Doğrusallık hatası: Transduserin ölçülen dinamik parametrenin değişkenliğine aynı oranda cevap verememe durumudur.

Tekrarlanabilirlik hatası: Bir transduserin aynı girdi değeri için her farklı kullanımında ne kadar sapmalı çıktı değeri verdiğini tanımlayan özelliktir. Olası sapma tam çıktı aralığının yüzdesi ile ifade edilir. Tekrarlanabilirlik hatası: 100*(aynı girdi için max-min çıktı)/(tam çıktı aralığı)

Kararlılık hatası: Sürekli ölçüm yapan bir tranduserin bir zaman periyodu boyunca aynı girdi değerlerine karşılık ne kadar sapmalı çıktı değeri verdiğini tanımlayan özelliktir.
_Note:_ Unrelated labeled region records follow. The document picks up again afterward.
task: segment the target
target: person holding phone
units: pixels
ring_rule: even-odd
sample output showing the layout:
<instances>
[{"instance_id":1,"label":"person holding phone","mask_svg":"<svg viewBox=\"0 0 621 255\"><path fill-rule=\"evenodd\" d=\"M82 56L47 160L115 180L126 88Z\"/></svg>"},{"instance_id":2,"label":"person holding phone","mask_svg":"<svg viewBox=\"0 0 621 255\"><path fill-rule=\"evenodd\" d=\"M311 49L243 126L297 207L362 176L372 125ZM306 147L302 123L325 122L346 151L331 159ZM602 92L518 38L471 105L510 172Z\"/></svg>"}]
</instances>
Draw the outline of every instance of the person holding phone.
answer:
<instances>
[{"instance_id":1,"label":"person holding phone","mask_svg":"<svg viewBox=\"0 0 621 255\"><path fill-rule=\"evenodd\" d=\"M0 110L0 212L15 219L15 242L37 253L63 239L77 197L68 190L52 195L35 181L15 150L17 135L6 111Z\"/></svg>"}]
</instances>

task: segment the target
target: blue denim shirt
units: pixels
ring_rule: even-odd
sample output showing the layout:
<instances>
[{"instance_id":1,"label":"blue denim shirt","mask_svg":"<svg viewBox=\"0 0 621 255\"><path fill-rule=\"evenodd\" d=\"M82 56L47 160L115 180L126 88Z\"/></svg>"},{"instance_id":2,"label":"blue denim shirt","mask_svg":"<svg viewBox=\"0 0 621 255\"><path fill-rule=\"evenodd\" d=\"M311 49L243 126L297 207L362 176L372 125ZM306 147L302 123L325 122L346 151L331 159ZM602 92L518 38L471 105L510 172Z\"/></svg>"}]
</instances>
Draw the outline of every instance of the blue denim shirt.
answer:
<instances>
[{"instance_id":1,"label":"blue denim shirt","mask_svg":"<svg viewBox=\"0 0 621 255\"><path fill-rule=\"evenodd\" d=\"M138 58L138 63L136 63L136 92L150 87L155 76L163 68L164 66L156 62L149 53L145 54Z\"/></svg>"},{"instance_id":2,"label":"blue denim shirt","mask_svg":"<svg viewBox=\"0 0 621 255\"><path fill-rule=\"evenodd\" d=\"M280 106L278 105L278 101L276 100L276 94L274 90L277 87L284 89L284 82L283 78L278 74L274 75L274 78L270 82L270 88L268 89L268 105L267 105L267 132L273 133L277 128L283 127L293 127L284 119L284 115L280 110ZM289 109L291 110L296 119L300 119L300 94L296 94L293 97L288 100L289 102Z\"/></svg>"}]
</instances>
Ölü band/zaman: Bir transduserin ölü bandı veya ölü alanı, bir çıktı değerinin elde edilemediği girdi değeri aralığıdır. Örneğin bir rotorda kullanılan bir akışmetre yatak sürtünmesinden dolayı akış hızı (girdi) belli bir hız değerine ulaşana kadar çıktı değeri göstermez. Bu eşik hız değerinin altındaki hız bandı ölü band, bu değere ulaşana kadar geçen süre ölü zamandır.—Çözünürlük: Girdi değişimlerine karşılık çıktı sinyallerinin ne kadar küçük adımlarla değişebildiğini gösteren özelliktir. (şekil)

Çıktı empedansı: Bir elektronik devre kullanarak elektriksel çıktı veren bir sensörde elektronik devrenin bir çıktı empedansı vardır. Sensörün ölçüm aralığını belirleyen parametrelerden biridir.


Algılayıcıların Sınıflandırılması

Algılayıcıları birbirinden farklı birçok sınıfa ayırmak mümkün. Ölçülen büyüklüğe göre, çıkış büyüklüğüne göre, besleme ihtiyacına göre vb. Aşağıda bu sınıflardan bazılarına değinilecektir.


A) Giriş Büyüklüklerine Göre Sınıflandırma


Algılayıcılarla ölçülen büyüklükler 6 gruba ayrılabilir. Bunlar;

1. Mekanik : Uzunluk, alan, miktar, kütlesel akış, kuvvet, tork (moment), basınç, hız ,ivme, pozisyon, ses dalga boyu ve yoğunluğu.
2. Termal : Sıcaklık, ısı akışı.
3. Elektriksel : Voltaj, akım, şarj, direnç, endüktans, kapasitans, dielektrik katsayısı, polarizasyon, elektrik alanı ve frekans.
4. Manyetik : Alan yoğunluğu, akı yoğunluğu, manyetik moment, geçirgenlik.
5. Işıma :Yoğunluk, dalga boyu, polarizasyon, faz, yansıtma, gönderme.
6. Kimyasal :Yoğunlaşma, içerik, oksidasyon/redaksiyon, reaksiyon hızı, pH miktarı.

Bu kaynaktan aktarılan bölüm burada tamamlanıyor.